LE RÊVE EST PASSÉ
Par David MICHEL (Ã Manchester)

La semaine n'aura pas souri aux clubs français. Après la désillusion lyonnaise mardi contre la Roma (0-2), c'est Lille qui a été à son tour éjecté de la Ligue des champions. La France ne comptera pas de représentant en quarts puisque le LOSC n'a pas réussi l'exploit espéré, mercredi à Manchester, lors d'un huitième retour qui s'annonçait de toute façon très difficile à renverser. Les Dogues, battus à l'aller à Bollaert sur un coup franc vicieux de Ryan Giggs (0-1), ont plié une deuxième fois sur un but du Suédois Henrik Larsson en seconde période. S'il y avait de la place pour se frayer un chemin vers les quarts avant ce coup d'assommoir, la mission devenait subitement presque impossible. Lille manque de maturité mais n'a pas à rougir de cette élimination et, contrairement aux Lyonnais, l'équipe de Claude Puel a quitté la scène européenne la tête haute. Cela s'est finalement joué à peu de choses et l'expérience des grands joueurs a frappé deux fois. Le LOSC s'en souviendra.
Les évènements de l'aller, si pénalisants, avaient eu l'avantage de décupler sa motivation. Remontés par un Claude Puel qui aurait bien aimé joué un sale coup à son ''ami'' Ferguson (une poignée de mains bien froide à la fin...), les Lillois n'ont pas manqué d'audace. Juste d'un peu de folie, souvent nécessaire et devenue inexorable pour faire chavirer le somptueux ''Théâtre des rêves''. Celui-ci avait très rarement eu l'occasion de s'abandonner aux visiteurs en Ligue des champions (une défaite des Mancuniens lors de leurs vingt-sept dernières rencontres à domicile). En l'absence de Bodmer et Cabaye, Puel avait recomposé son milieu avec Obraniak en meneur axial, Dumont à la récupération et Bastos à gauche. Remplacé à la reprise par Debuchy, le Brésilien a trop peu proposé de solutions alors que le tandem Keita - Odemwingie s'est plus cherché que trouvé ; Silvestre et Vidic ont bu du petit lait, jusqu'à la sortie du Français sur une civière dans le temps additionnel. Derrière eux, van der Sar est tout de même resté attentif sur une tête de Makoun (23e) et un centre de Chalmé (45e).

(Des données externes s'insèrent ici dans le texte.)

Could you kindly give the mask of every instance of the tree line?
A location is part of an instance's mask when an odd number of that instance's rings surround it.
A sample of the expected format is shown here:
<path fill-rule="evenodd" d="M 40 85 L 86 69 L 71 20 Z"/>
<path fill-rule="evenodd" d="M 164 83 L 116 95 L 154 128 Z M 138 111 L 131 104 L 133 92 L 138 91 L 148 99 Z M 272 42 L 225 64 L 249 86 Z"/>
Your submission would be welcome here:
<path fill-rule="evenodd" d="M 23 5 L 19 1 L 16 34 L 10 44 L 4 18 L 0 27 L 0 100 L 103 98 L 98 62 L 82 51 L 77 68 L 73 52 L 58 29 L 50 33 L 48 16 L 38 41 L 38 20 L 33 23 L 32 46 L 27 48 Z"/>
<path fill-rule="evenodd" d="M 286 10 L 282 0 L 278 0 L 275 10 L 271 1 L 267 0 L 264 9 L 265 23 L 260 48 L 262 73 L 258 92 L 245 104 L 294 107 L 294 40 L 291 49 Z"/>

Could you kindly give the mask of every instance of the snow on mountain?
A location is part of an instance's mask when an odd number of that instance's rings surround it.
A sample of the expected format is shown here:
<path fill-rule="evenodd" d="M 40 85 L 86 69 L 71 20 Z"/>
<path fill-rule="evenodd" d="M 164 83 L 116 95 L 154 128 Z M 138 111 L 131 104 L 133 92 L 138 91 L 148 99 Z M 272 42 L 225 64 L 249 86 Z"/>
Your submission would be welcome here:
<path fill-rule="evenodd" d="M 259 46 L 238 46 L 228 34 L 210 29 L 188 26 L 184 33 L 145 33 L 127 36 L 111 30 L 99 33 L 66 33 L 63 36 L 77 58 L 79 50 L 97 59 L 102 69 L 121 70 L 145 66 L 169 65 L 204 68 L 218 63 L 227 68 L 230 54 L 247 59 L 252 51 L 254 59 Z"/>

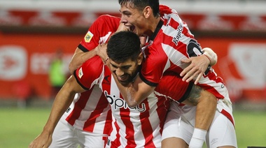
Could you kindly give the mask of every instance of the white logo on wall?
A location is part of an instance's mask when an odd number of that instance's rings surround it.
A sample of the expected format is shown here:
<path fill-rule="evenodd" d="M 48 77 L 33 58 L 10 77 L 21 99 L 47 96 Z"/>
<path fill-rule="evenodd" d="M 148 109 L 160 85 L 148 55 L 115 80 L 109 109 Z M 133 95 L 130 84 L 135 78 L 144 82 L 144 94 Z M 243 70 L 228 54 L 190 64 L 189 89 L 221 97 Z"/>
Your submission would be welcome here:
<path fill-rule="evenodd" d="M 27 54 L 21 46 L 0 46 L 0 80 L 14 81 L 27 72 Z"/>

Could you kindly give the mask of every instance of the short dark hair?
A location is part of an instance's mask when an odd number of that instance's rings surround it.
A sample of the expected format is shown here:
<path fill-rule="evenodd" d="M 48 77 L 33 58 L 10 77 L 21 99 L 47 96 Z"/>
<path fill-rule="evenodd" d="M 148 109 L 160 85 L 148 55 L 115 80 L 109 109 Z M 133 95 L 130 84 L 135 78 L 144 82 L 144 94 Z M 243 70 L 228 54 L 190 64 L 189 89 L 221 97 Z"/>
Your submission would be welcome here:
<path fill-rule="evenodd" d="M 115 62 L 124 62 L 130 58 L 136 60 L 141 53 L 139 36 L 131 31 L 122 31 L 111 36 L 107 44 L 107 55 Z"/>
<path fill-rule="evenodd" d="M 159 0 L 118 0 L 118 3 L 120 6 L 130 3 L 132 8 L 136 8 L 139 10 L 143 10 L 148 6 L 153 9 L 154 17 L 159 16 Z"/>

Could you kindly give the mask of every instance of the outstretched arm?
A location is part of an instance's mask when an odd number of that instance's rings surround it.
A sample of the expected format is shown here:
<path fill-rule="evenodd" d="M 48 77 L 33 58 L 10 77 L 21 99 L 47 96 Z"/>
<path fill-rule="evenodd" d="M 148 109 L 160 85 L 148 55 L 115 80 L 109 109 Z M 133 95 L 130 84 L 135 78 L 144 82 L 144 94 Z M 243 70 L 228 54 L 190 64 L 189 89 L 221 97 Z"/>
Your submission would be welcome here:
<path fill-rule="evenodd" d="M 188 82 L 197 77 L 194 83 L 197 84 L 207 69 L 208 65 L 214 66 L 217 63 L 217 54 L 211 48 L 205 47 L 202 50 L 204 52 L 201 56 L 181 60 L 182 62 L 190 64 L 180 74 L 180 76 L 183 76 L 183 81 Z"/>
<path fill-rule="evenodd" d="M 71 75 L 58 92 L 53 103 L 49 118 L 43 131 L 32 141 L 29 147 L 48 147 L 52 142 L 52 135 L 61 117 L 70 105 L 76 93 L 85 90 L 78 84 Z"/>
<path fill-rule="evenodd" d="M 90 50 L 90 52 L 84 52 L 80 49 L 77 47 L 69 65 L 69 70 L 70 73 L 73 74 L 74 71 L 80 67 L 85 61 L 94 57 L 96 55 L 96 48 Z"/>

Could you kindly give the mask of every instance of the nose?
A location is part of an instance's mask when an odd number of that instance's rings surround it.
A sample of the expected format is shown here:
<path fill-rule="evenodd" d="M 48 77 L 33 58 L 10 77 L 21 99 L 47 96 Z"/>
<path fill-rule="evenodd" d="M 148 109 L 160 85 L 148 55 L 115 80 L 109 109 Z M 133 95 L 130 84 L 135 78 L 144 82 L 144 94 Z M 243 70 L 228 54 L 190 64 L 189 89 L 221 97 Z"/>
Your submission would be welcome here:
<path fill-rule="evenodd" d="M 116 71 L 115 71 L 115 74 L 118 77 L 121 77 L 122 75 L 124 75 L 124 71 L 122 71 L 120 68 L 117 68 Z"/>
<path fill-rule="evenodd" d="M 121 15 L 121 20 L 120 20 L 120 23 L 127 23 L 127 20 L 125 18 L 124 15 L 122 14 Z"/>

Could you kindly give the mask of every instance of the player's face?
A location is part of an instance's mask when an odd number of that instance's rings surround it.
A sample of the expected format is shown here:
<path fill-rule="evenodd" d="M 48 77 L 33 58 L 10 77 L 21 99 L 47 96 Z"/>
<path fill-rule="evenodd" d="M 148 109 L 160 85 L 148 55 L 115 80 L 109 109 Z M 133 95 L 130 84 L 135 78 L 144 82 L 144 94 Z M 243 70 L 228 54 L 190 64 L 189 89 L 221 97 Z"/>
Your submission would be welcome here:
<path fill-rule="evenodd" d="M 110 68 L 118 82 L 124 86 L 131 82 L 138 72 L 138 68 L 141 62 L 139 60 L 128 59 L 122 63 L 116 63 L 110 59 Z"/>
<path fill-rule="evenodd" d="M 127 6 L 121 6 L 121 22 L 131 31 L 139 36 L 145 35 L 146 30 L 146 20 L 142 11 L 132 8 L 130 3 Z"/>

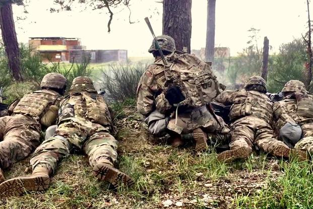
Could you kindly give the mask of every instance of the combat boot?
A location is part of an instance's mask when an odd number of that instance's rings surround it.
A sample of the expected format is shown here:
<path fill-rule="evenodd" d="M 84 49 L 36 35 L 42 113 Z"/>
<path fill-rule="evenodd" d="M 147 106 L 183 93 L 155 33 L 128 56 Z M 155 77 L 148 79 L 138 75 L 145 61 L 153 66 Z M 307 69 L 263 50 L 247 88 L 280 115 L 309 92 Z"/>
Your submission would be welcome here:
<path fill-rule="evenodd" d="M 129 187 L 135 184 L 130 176 L 114 168 L 108 160 L 97 163 L 92 169 L 92 174 L 98 179 L 108 182 L 114 188 L 117 187 L 119 182 Z"/>
<path fill-rule="evenodd" d="M 217 160 L 219 161 L 228 163 L 236 159 L 246 158 L 252 152 L 252 150 L 249 150 L 245 147 L 238 147 L 219 153 L 217 155 Z"/>
<path fill-rule="evenodd" d="M 29 176 L 9 179 L 0 184 L 2 197 L 21 195 L 26 191 L 38 191 L 46 189 L 50 182 L 49 171 L 42 166 L 35 167 Z"/>
<path fill-rule="evenodd" d="M 208 148 L 207 141 L 208 136 L 201 129 L 197 128 L 193 132 L 193 137 L 196 141 L 196 147 L 195 149 L 197 152 L 200 152 Z"/>
<path fill-rule="evenodd" d="M 174 147 L 178 147 L 183 145 L 183 141 L 179 136 L 171 139 L 171 145 Z"/>
<path fill-rule="evenodd" d="M 310 155 L 306 150 L 291 149 L 289 158 L 295 157 L 298 162 L 306 161 L 309 160 Z"/>
<path fill-rule="evenodd" d="M 274 144 L 273 151 L 271 154 L 277 157 L 289 158 L 290 155 L 291 149 L 287 145 L 283 146 L 279 144 Z"/>
<path fill-rule="evenodd" d="M 168 142 L 170 143 L 172 146 L 178 147 L 183 145 L 184 141 L 180 134 L 174 132 L 171 132 L 169 134 L 170 136 L 168 139 Z"/>
<path fill-rule="evenodd" d="M 2 169 L 0 168 L 0 184 L 1 184 L 2 182 L 3 182 L 5 181 L 6 181 L 6 178 L 5 178 L 5 175 L 3 174 Z"/>

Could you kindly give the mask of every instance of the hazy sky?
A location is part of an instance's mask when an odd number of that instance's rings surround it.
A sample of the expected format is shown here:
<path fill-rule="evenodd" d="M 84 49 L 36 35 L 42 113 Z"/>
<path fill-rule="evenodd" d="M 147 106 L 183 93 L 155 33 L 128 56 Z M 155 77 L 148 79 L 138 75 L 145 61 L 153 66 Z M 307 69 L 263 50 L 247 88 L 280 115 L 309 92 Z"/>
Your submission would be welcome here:
<path fill-rule="evenodd" d="M 131 1 L 131 20 L 134 24 L 129 24 L 127 8 L 115 9 L 110 33 L 107 33 L 108 16 L 105 9 L 81 12 L 82 8 L 77 8 L 74 11 L 50 13 L 53 0 L 29 1 L 27 19 L 17 23 L 20 42 L 27 42 L 31 36 L 79 37 L 88 49 L 126 49 L 130 57 L 146 57 L 149 56 L 147 50 L 152 36 L 144 18 L 152 16 L 150 21 L 155 33 L 162 32 L 162 5 L 156 3 L 157 0 Z M 247 30 L 252 27 L 261 30 L 261 45 L 263 37 L 268 36 L 273 47 L 271 53 L 281 43 L 301 37 L 301 33 L 305 33 L 304 0 L 216 2 L 215 46 L 230 47 L 232 56 L 246 46 Z M 200 49 L 205 46 L 207 0 L 193 0 L 192 4 L 192 48 Z M 15 16 L 24 15 L 23 10 L 22 7 L 15 6 Z"/>

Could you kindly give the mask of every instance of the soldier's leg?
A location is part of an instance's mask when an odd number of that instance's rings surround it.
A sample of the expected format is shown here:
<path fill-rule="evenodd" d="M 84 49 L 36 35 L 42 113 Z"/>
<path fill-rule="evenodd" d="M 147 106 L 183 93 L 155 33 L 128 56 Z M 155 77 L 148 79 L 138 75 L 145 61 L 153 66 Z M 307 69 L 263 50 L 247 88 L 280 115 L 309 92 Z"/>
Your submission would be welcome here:
<path fill-rule="evenodd" d="M 30 160 L 31 175 L 10 179 L 0 184 L 0 195 L 19 195 L 26 191 L 42 191 L 48 188 L 49 176 L 62 158 L 70 153 L 72 145 L 65 138 L 56 136 L 44 141 Z"/>
<path fill-rule="evenodd" d="M 7 122 L 8 122 L 8 120 L 10 117 L 6 116 L 0 118 L 0 140 L 2 140 L 3 139 L 3 136 L 5 132 L 5 129 L 6 127 L 6 125 L 7 124 Z M 0 143 L 1 142 L 0 142 Z M 1 150 L 0 149 L 0 152 L 1 152 Z M 3 182 L 5 181 L 6 179 L 5 178 L 5 175 L 4 175 L 2 171 L 2 165 L 0 162 L 0 183 Z"/>
<path fill-rule="evenodd" d="M 289 158 L 291 154 L 294 154 L 301 160 L 306 159 L 306 152 L 290 149 L 283 142 L 277 140 L 274 136 L 274 131 L 267 122 L 259 119 L 257 124 L 254 143 L 262 151 L 280 158 Z"/>
<path fill-rule="evenodd" d="M 302 137 L 305 138 L 313 136 L 313 123 L 306 123 L 301 126 L 302 132 Z"/>
<path fill-rule="evenodd" d="M 242 118 L 235 121 L 231 126 L 230 150 L 219 154 L 219 161 L 231 161 L 247 158 L 252 152 L 252 141 L 254 138 L 254 121 Z"/>
<path fill-rule="evenodd" d="M 39 144 L 39 124 L 25 117 L 8 118 L 3 141 L 0 142 L 0 167 L 10 167 L 29 155 Z"/>
<path fill-rule="evenodd" d="M 131 177 L 114 168 L 117 158 L 117 141 L 108 132 L 93 134 L 83 147 L 93 168 L 93 175 L 98 179 L 107 181 L 114 187 L 119 181 L 128 186 L 134 184 Z"/>
<path fill-rule="evenodd" d="M 313 136 L 304 137 L 299 141 L 294 146 L 295 149 L 306 150 L 313 154 Z"/>

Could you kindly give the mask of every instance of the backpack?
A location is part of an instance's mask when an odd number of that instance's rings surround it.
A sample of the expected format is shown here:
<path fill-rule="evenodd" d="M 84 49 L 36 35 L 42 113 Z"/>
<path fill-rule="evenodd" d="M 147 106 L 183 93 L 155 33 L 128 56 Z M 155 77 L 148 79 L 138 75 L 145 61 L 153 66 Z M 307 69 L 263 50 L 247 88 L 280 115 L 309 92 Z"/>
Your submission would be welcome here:
<path fill-rule="evenodd" d="M 176 51 L 166 58 L 169 62 L 164 71 L 170 76 L 165 86 L 174 85 L 179 88 L 185 98 L 180 104 L 203 106 L 220 93 L 220 84 L 211 67 L 196 56 Z"/>

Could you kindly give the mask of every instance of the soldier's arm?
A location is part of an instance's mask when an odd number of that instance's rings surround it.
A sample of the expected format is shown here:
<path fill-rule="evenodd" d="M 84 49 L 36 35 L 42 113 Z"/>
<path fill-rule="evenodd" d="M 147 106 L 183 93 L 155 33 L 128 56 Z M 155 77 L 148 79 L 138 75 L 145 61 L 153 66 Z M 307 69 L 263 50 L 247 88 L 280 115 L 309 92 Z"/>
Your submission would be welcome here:
<path fill-rule="evenodd" d="M 48 127 L 55 123 L 61 99 L 61 97 L 57 98 L 54 103 L 49 107 L 49 109 L 44 113 L 40 119 L 40 123 L 42 125 Z"/>
<path fill-rule="evenodd" d="M 296 124 L 288 113 L 284 111 L 284 109 L 281 107 L 279 101 L 276 101 L 274 103 L 273 111 L 274 112 L 274 120 L 276 122 L 277 126 L 279 129 L 287 122 Z"/>
<path fill-rule="evenodd" d="M 236 91 L 224 91 L 215 97 L 215 100 L 218 102 L 222 103 L 226 105 L 230 105 L 233 103 L 233 98 Z"/>
<path fill-rule="evenodd" d="M 137 88 L 137 109 L 147 116 L 155 109 L 154 92 L 151 89 L 153 75 L 147 71 L 141 77 Z"/>

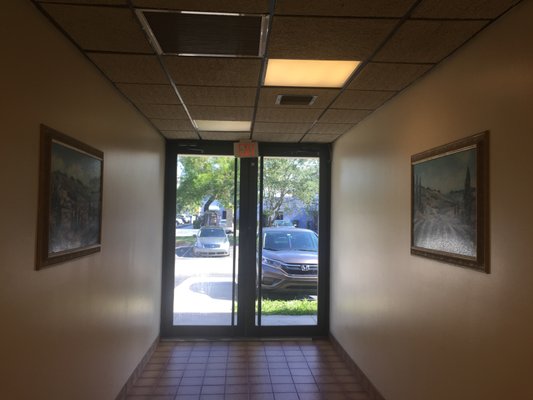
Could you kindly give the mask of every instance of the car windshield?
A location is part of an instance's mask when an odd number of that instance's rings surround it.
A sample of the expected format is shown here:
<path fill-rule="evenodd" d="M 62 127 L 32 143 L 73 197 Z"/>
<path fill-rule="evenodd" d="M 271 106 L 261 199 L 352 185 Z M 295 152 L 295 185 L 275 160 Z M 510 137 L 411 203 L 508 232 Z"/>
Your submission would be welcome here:
<path fill-rule="evenodd" d="M 226 232 L 224 232 L 224 229 L 202 228 L 200 229 L 200 234 L 198 236 L 200 237 L 224 237 L 226 236 Z"/>
<path fill-rule="evenodd" d="M 313 232 L 266 232 L 265 250 L 299 250 L 318 252 L 318 237 Z"/>
<path fill-rule="evenodd" d="M 292 226 L 290 221 L 274 221 L 274 226 Z"/>

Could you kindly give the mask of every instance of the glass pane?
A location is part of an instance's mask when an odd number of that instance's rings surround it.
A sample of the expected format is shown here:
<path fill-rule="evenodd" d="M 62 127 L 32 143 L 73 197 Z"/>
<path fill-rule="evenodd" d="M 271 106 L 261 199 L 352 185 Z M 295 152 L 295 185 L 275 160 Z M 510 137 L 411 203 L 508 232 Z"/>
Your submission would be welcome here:
<path fill-rule="evenodd" d="M 236 324 L 235 168 L 230 156 L 178 157 L 174 325 Z"/>
<path fill-rule="evenodd" d="M 318 158 L 263 159 L 258 325 L 317 324 L 319 166 Z"/>

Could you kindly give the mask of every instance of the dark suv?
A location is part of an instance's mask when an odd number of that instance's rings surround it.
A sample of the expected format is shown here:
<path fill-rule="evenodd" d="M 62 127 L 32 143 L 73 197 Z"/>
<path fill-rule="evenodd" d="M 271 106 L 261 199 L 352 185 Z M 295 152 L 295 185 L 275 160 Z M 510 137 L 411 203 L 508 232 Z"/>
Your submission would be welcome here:
<path fill-rule="evenodd" d="M 263 229 L 264 292 L 313 295 L 318 283 L 318 235 L 308 229 Z"/>

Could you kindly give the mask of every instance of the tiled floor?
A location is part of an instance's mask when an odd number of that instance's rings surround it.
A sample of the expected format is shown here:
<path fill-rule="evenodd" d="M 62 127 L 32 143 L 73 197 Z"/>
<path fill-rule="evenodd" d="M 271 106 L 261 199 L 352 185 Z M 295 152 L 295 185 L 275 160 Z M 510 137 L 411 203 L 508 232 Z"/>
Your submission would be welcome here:
<path fill-rule="evenodd" d="M 369 400 L 327 340 L 162 341 L 128 400 Z"/>

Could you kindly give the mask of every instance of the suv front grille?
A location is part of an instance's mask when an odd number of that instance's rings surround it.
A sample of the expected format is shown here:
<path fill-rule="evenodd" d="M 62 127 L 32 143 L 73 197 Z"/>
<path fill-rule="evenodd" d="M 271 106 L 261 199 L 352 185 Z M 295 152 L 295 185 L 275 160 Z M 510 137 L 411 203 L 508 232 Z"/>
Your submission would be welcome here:
<path fill-rule="evenodd" d="M 318 264 L 284 264 L 283 271 L 290 275 L 311 275 L 318 273 Z"/>

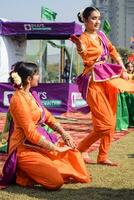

Alignés dans une configuration plutôt défensive avec trois milieux récupérateurs, ce qui obligea le bourreau Giggs à essuyer le banc, les Mancuniens ont quand même pris plus d'initiatives. O'Shea a fait passer un gros frisson dans les travées d'Old Trafford avec une tête renvoyée par la transversale (15e). Pour le manque de réussite, le LOSC a eu son quota avec, dès la reprise, un poteau pour Odemwingie après une tête étrange (47e). Plus en mouvement, Manchester a fini par faire la différence. La friandise a été offerte par Larsson, ovationné pour son avant-dernier match avec les Red Devils, buteur de la tête suite à un superbe débordement de Cristiano Ronaldo (72e). Une sortie à l'image de sa fantastique carrière. Pas de quoi émouvoir le LOSC qui, comme les autres clubs français avant lui, n'a toujours pas trouvé la clé du ''Théâtre des rêves''.